THE Yes and No campaigns have spent the first few days of 2014 arguing about what they should be arguing about.
Sure, the battle to frame the independence debate has always been there in the background, but two recent interventions have served to throw it into sharp relief. First, Labour's shadow international development secretary Jim Murphy entered the fray to attack the SNP's argument that independence is the best way to remove an unpopular Tory-led Government and all it stands for. Then, a day later, Nicola Sturgeon issued a list of 50 questions she said the No side must answer before September's referendum. Their contrasting comments revealed the huge gulf between how the two sides view the debate.

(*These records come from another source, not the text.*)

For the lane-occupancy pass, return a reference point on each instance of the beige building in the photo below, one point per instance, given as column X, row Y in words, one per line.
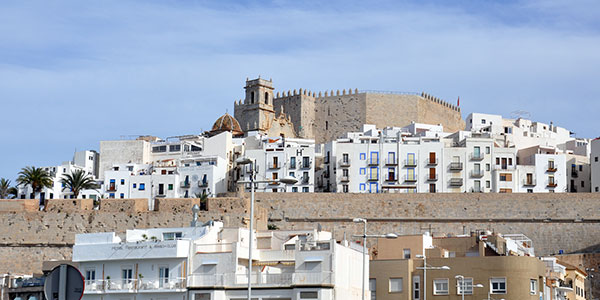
column 493, row 267
column 325, row 116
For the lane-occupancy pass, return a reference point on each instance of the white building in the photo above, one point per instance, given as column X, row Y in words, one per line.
column 211, row 262
column 278, row 157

For Mr Murphy and his fellow pro-UK campaigners, the referendum is separate from normal, everyday politics. As he sees it, voters face a narrow, constitutional question on September 18 which - if answered with a Yes - carries unknown and unknowable implications for a newly independent Scotland, its currency arrangements, its terms of EU membership and a host of other fundamental issues. "The Tories can be gone within a year. Independence is forever," is how Mr Murphy summed it up. He described as a Nationalist "foundation myth" the notion that the UK is incapable of being reformed. "If change isn't possible then exit is the only answer. Self-evidently this is nonsensical," he argued, referring to UK innovations from the NHS to Holyrood which have served Scotland well.
If Mr Murphy wants Scots to focus soley on the nuts and bolts of independence - those questions about the currency and EU membership, for example - Nicola Sturgeon is keen that voters don't lose sight of everyday politics, as her list of 50 key questions shows. "What will the VAT rate be in 2016?" she is demanding to know. "How many military personnel will be based in Scotland in 2020?" "What new powers is Holyrood guaranteed in the event of a No vote?" "Can you guarantee Scotland will still be in the EU in 2020 if there's a No vote?" Most of the questions have only one possible answer: Don't know.
It's a careful attempt to create a sense of equivalence between the uncertainties of independence and of staying in the UK. The Deputy First Minister is saying that independence is no riskier than remaining in the UK when you consider some of the day-to-day decisions taken at Westminster. Whether she can convince Scots of that remains to be seen.
There is a difference between the "don't knows" of the Yes and No campaigns. The SNP cannot give definitive answers on issues such as currency arrangements because outcomes would depend on negotiations between an independent Scotland and the rest of the UK. By contrast, the reason Ms Sturgeon's questions to the No campaign cannot be answered is because they are about political decisions which have yet to be taken either by the present or a future UK government.
Ms Sturgeon sees bleak prospects for Scotland. Mr Murphy, as you'd expect, sees a brighter picture under a Labour government. What they are really arguing about, however, is the importance of everyday politics in the independence debate.